YÜKSELME DEVRİ
''Türk basketbolu, genç yıldızları Furkan ve Cedi’nin lokomotifliğinde yoluna devam ediyor. 2019 Dünya Kupası öncesi umutlar gitgide artıyor."
TOLGA YENİGÜN
Türk basketbolunda bir süredir yaşadığımız devir-teslim süreci artık tamamlanmış durumda. Karadağ ve Slovenya maçlarını izlerken, Furkan Korkmaz’ın dergimize verdiği röportaj henüz yapılmamıştı; ancak söyleyeceklerini zaten parkeye yansıtıyordu; “Artık bizim zamanımız...”
İlk rakip Karadağ idi. Yugoslav ekolünün en güçlü temsilcilerinden biri olduğu söylenemez; ancak koç Zvezdan Mitrovic, Avrupa’nın yükselen isimlerinden biri ve sert bir takım ortaya çıkartmış. NBA yıldızları Vucevic’ten yoksun olduklarında son derece sıradanlaşan Karadağ, yine de kolay kolay boğazınızdan geçen bir takım değil. Yani saha içerisinde bu kadar sorun çözen oyuncumuz olmasa bizim için de öyle olacaktı. Fakat dedik ya; Cedi ve Furkan varken, liderlik sorunu yok. Bu bayrak yarışındaki konumlarını çok iyi kavrayan, hem fiziksel, hem de mental olarak bu göreve hazır olan iki genç yıldızımız, Karadağ’ı da çaresiz bıraktı.
Daha güzel olanıysa; Ersan ve Semih’in de onlarla fazlasıyla uyumlu gözükmesiydi. İki altın jenerasyonun iç içe geçtiği keyifli bir milli takım izledik. Hakeza Doğuş ve Ege’nin de bu dörtlüye katılmasıyla 6 kişilik o rotasyon, Karadağ zaferi için yetti. Wilbekin gibi bir ismin çok etkisiz kaldığı akşamda sürprize izin vermemek çok değerliydi. Bu denli genç olmamıza karşın kırılgan olmadığımızı görmek Slovenya deplasmanı öncesi moralleri yükseltmişti.
Slovenya elbette farklıydı. Son Avrupa şampiyonuyla deplasmanda karşılaşmak hiç kimse için kolay olmasa gerek.

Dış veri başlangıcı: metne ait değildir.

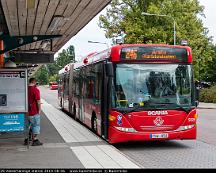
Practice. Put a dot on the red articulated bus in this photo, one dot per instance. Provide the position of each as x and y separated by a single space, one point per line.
133 92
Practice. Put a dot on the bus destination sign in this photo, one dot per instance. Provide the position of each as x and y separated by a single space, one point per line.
153 53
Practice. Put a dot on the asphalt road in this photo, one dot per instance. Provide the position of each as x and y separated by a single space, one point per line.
200 153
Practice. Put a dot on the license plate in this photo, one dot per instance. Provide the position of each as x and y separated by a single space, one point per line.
155 136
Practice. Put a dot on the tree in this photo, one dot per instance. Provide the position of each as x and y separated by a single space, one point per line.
210 75
42 75
126 15
49 73
65 57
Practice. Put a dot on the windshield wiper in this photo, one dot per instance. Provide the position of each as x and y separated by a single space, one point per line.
128 110
177 105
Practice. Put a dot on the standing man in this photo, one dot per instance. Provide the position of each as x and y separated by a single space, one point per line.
34 111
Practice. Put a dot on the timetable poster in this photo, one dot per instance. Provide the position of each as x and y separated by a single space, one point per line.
13 95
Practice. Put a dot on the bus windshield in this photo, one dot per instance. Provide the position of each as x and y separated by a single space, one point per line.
153 86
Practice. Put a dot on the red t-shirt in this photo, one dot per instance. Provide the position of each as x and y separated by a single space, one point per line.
33 97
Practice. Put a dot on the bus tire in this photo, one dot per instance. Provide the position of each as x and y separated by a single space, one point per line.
94 123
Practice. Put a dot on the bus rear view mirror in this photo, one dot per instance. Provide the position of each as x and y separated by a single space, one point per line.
109 69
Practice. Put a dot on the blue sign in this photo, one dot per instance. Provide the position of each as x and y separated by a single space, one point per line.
12 122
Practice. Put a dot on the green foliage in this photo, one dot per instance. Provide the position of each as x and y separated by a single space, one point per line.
208 95
65 57
53 78
126 15
210 74
49 73
42 75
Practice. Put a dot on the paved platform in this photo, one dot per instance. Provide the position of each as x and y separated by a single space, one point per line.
67 144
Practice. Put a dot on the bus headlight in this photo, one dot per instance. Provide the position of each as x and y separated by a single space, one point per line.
123 129
182 128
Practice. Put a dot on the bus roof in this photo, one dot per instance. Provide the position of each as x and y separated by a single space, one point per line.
114 55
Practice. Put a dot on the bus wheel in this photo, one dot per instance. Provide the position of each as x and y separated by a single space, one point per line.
94 123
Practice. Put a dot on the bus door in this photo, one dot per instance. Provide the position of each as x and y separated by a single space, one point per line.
81 105
106 100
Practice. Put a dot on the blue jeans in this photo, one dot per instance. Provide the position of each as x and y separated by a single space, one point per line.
34 122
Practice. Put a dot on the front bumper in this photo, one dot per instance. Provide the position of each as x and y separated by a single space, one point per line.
116 136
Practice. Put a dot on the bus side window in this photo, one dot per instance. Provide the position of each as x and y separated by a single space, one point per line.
96 74
90 89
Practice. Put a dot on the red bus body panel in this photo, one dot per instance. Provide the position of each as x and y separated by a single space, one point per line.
146 125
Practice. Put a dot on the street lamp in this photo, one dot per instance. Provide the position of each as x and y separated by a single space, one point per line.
99 43
163 15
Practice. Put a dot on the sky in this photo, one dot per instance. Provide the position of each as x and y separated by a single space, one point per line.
92 32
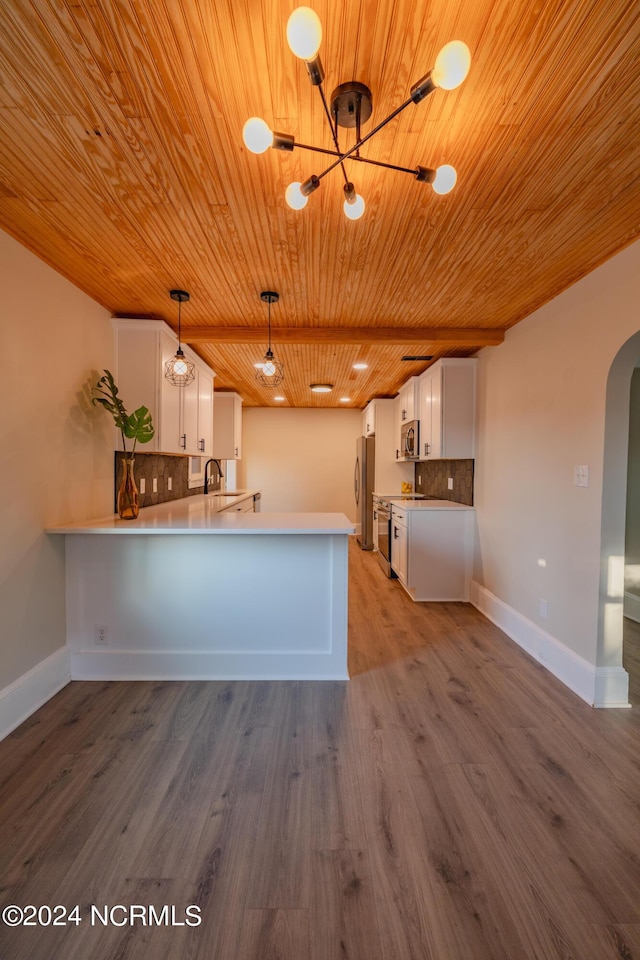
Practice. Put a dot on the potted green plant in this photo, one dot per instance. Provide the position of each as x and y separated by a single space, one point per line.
136 426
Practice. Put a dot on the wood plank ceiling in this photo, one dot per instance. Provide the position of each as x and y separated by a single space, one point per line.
122 165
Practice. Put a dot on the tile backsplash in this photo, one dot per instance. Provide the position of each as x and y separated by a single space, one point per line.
160 466
432 476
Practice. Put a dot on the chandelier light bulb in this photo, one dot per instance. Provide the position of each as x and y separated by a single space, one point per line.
293 196
354 210
257 135
445 179
452 65
304 33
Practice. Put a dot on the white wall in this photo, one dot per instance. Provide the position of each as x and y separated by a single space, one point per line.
632 529
57 449
301 459
542 407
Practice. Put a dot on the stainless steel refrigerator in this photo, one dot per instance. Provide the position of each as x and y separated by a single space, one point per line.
363 480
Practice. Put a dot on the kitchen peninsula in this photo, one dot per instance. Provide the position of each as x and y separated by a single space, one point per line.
189 592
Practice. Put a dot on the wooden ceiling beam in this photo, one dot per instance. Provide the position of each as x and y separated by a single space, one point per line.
442 336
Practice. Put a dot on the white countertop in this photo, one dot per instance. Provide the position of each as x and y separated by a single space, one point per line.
201 515
429 505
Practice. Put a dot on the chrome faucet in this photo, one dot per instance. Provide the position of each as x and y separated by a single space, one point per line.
206 473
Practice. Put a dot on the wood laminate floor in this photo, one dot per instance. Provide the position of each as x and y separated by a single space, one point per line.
453 801
631 658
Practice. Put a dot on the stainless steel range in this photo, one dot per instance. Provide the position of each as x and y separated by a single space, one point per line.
382 515
382 520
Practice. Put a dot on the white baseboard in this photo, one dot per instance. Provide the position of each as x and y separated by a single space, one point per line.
632 606
30 691
599 686
213 665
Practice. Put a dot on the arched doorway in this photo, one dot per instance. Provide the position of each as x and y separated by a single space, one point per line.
612 678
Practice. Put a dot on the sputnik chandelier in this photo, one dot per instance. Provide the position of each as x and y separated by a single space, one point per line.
350 106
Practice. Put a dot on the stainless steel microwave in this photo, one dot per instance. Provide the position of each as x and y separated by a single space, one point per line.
409 439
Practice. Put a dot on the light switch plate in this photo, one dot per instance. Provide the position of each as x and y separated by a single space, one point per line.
581 476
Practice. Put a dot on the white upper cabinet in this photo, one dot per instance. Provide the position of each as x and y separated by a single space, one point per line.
182 416
205 412
408 400
369 419
227 427
446 398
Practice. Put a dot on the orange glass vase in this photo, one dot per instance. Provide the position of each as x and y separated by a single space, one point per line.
128 506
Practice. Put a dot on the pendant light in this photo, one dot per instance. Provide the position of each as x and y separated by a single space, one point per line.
179 370
271 371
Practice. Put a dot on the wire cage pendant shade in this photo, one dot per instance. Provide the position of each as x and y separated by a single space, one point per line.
271 371
179 370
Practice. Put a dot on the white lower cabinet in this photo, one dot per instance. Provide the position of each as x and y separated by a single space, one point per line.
399 544
431 551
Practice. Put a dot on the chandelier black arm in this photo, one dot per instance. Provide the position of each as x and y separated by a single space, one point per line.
360 142
334 130
376 163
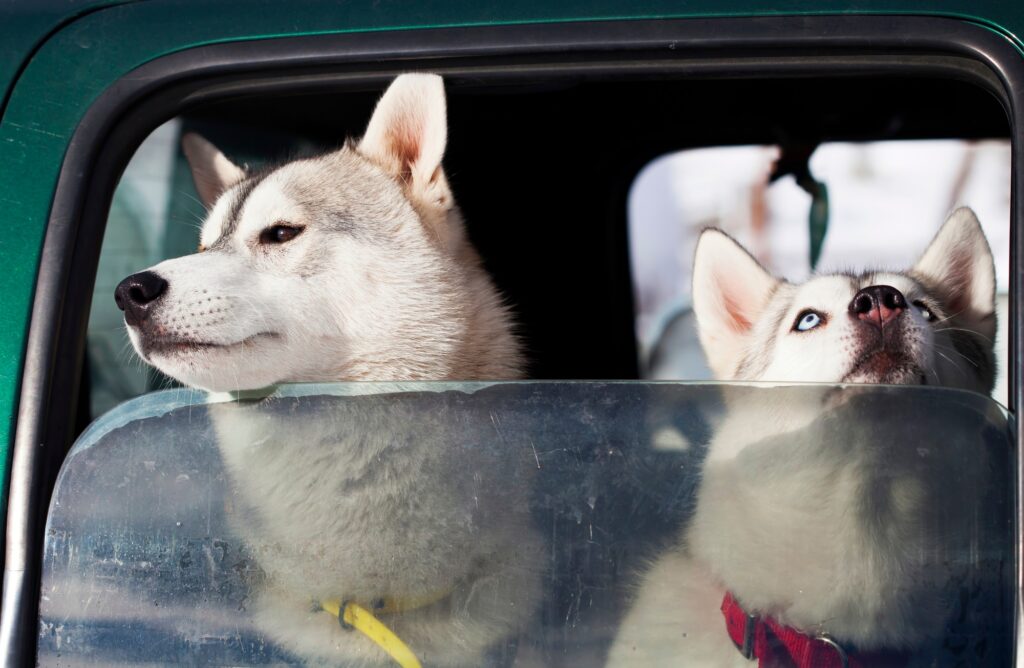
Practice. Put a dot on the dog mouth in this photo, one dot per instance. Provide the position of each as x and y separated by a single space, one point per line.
888 367
170 345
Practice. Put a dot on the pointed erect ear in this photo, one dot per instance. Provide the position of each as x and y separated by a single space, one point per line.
409 130
730 292
212 171
958 265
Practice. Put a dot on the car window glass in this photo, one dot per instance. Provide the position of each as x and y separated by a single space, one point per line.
176 535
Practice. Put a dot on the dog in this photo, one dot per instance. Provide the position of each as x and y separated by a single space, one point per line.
823 513
350 265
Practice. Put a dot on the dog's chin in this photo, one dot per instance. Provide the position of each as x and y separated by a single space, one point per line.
887 367
214 367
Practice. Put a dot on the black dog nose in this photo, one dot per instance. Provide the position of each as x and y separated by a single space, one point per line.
136 294
878 304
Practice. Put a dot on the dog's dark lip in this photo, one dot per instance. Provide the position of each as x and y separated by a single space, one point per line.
898 362
167 345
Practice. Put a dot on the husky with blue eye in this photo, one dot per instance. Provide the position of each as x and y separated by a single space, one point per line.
352 265
819 523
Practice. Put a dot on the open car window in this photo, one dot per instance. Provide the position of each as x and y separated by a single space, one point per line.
530 511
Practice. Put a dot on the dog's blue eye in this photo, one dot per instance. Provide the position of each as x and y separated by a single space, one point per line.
926 312
807 320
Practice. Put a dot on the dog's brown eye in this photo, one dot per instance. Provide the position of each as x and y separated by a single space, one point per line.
280 234
926 312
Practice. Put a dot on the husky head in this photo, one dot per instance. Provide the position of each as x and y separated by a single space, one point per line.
349 265
932 325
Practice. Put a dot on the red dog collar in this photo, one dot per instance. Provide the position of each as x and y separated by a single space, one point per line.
775 645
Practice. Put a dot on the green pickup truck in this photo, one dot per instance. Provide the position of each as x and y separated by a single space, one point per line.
122 542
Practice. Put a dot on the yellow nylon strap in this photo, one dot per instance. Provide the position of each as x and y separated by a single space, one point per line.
367 623
364 621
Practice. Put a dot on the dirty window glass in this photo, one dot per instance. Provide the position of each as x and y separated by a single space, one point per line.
529 524
886 201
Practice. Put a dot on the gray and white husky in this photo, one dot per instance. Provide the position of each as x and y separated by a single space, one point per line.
830 515
351 265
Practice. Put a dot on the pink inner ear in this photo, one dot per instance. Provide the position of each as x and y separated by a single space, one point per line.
960 282
736 318
403 138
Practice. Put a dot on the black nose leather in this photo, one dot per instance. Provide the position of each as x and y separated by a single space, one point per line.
878 304
137 294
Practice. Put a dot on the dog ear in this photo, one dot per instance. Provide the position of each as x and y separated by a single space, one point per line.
408 132
730 291
212 171
958 266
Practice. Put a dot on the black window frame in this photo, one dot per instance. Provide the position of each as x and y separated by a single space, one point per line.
128 110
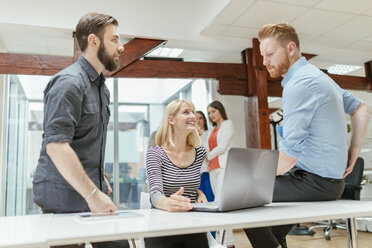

Bizim gibi ideale yakın bir kadroyla gelmemiş olsalar da, Randolph-Vidmar gibi turnuvaya imzasını atan bir uzun ikilisini korumayı başarmışlardı. Sorunları şüphesiz kısalardı. Blaz Mesicek gibi, 97 rotasyonunun en değerli kısalarından birine sahip olsalar da, onun yönlendiricilik noktasında aksayacağı çok açıktı. Zira bu takım Kokoshkov tarafından Dragic-Doncic ekseninde Avrupa Şampiyonu yapılmıştı ve bu elit oyun yönlendirme seviyesine alışmışlardı.
Matic Rebec bu general rolünü üstlenmeye en yakın kumaş olmasına karşın henüz çok ham olduğu gördük. Luka Rupnik ise ayrı bir parantezi hak ediyor; ancak neticede parantezin büyüğü Furkan Korkmaz için açılmalı! Onun sürüklediği milli takım fantastik Furkan-Cedi-Wilbekin triosuyla, Slovenya deplasmanından galibiyeti söktü aldı.
Cedi Osman’ın komple oyunu, Cavaliers’ta üstleneceği rolün de habercisi. Ancak Furkan Korkmaz da daha büyük roller almazsa kaybeden Sixers olacak. Çok büyük potansiyellere sahip olabilirler fakat böyle bir ‘skor bombası’ atlanmamalı. Özgüvenini bulduğu zaman, üst düzey bir takıma karşı deplasmanda yaptıkları ortada. Furkan’ın o sonsuz skor potansiyelinden kesitler izlemekse gerçek bir basketbol keyfiydi.
Milli takımda doğal fetret devri ve ardından başlayan toparlanma süreci sonrası yükselme devrine geçildiğinin sağlam sinyallerini almaya devam ediyoruz. Gerek Furkan gerekse Cedi, Avrupa basketbolunda çok az ülkenin sahip olduğu mücevherler. Wilbekin, Ersan ve Semih’in bu beşi tamamlayan ve yerine tabiri caizse ‘cuk diye oturan’ parçalar olması da, bizi kimyası iyi bir takım haline getiriyor. Hâl böyleyken, 2019 Dünya Kupası’nı hedef turnuva olarak konumlandırmak hayalcilik olmasa gerek.